Another drawback is odor. A small but significant percentage of people complained of something called off-gassing, which is an initial chemical odor. This fades over time, almost always within a day or two. A number people expressed good results by unpacking the mattress in a garage or sunroom and allowing it to air out. This advise is at odds with that in the previous paragraph. Weighing the two, I recommend unpacking directly on the bed, but have a good fan (for ventilation) and some Febreeze handy, and expect to spend the first night, maybe even two or three, on the couch.
A third issue is firmness. It seems that different people often report different firmness levels, even for the same model mattress from the same manufacturing lot. After reading a lot of reviews, I have a theory for what is going on here. You won’t see this anywhere else (yet), but I think that memory foam reacts to heat. Different people put off different amounts of body heat when sleeping. Put off too much heat, and the memory foam layer will get too soft, compress completely, and you’ll end up sleeping almost directly on the support foam layer. Depending on the support foam and your body weight, this could result in a too-soft or too-firm sleep. Put off too little heat the memory foam may be too firm all by itself.

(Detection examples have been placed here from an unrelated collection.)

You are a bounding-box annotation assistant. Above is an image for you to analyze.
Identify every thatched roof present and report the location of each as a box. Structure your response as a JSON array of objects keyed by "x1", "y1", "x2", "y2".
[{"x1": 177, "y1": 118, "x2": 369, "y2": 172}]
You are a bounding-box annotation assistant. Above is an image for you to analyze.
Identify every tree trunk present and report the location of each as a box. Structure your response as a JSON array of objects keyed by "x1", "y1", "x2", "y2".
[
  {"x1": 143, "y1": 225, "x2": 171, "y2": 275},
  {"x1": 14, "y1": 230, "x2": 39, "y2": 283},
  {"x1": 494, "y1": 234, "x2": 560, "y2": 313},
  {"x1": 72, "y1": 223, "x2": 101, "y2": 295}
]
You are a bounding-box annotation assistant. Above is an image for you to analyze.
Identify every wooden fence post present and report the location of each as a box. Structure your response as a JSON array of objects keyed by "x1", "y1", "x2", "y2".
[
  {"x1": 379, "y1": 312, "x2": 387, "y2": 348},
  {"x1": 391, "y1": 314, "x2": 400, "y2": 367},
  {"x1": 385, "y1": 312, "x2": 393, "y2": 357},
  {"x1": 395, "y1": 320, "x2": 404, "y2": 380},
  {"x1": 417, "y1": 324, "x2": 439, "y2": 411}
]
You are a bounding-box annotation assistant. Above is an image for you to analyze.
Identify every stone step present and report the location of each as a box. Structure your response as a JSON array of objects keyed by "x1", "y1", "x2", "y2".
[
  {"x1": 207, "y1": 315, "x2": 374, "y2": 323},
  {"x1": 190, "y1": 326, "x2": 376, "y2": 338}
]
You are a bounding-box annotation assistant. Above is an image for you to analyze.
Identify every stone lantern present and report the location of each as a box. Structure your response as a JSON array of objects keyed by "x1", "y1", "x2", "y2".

It used to be that memory foam mattresses also resulted in complaints of sleeping hot. This can still happen, but it looks like most mattresses made in the last couple years are able to account for this. It’s still worth bringing up, though, especially in light of the prior issue. You might still need a second sheet to help dissipate heat.
I also need to bring up durability. My research indicated most adults will need a 9 or 10 inch memory foam mattress. More is wasteful (unless you’re seriously overweight to the tune of 300lbs plus), and less is likely to result in early sagging, greatly reducing the life of the mattress. You really want about 3 inches of memory foam and about 6 inches of support foam. Even with this level of support, don’t expect your mattress to last like a traditional inner spring. You just won’t see 30 year-old memory foam mattresses out there. We were able to get a queen 10 inch mattress with a 20 year warranty for about $350, but I’m skeptical how much good the warranty will do us. What I’ve read is that the actual useful life of a memory foam mattress is much closer to 7 years. At $350, that means it works out to $50/yr, or just less than $5/mo for this thing, before buying new sheets. Cheaper mattresses will significantly reduce durability. Do check for your manufacturer on www.sleeplikethedead.com. This site has good information on the actual reported longevity from different manufacturers.
One other (minor) concern is sheets. You can’t walk into any old store and find sheets for a 10 inch thick mattress. We had to replace all of ours. Amazon has them for around $30, and we had budgeted for this, but it’s still something to keep in mind.
I would advise anyone else looking to make a similar purchase to be careful reading reviews online. Look for reviews from people who have owned the mattress for at least six months. Discount low-score reviews complaining about odor or firmness entirely. These are people who were surprised because they did not do their homework, or in some cases obviously have their mattress upside down (it makes a huge difference).
In conclusion, I am very satisfied with our new mattress. It’s a huge improvement over the old one. In spite of this, after reflection I already have buyer’s remorse. If I had it to do again I’d do it differently, and I advise others to go this route as well. What I would do is find the absolute cheapest inner spring mattress that I could. Firmness doesn’t matter, because you won’t be sleeping on it directly. The purpose of this mattress is to act as a more durable support-foam layer. Then buy a nice memory foam topper. You’ll spend a little more initially, but you’ll make it back after a few years when you only need to replace the topper. You’ll end up with something that lasts a lot longer, and that is much easier to find sheets for.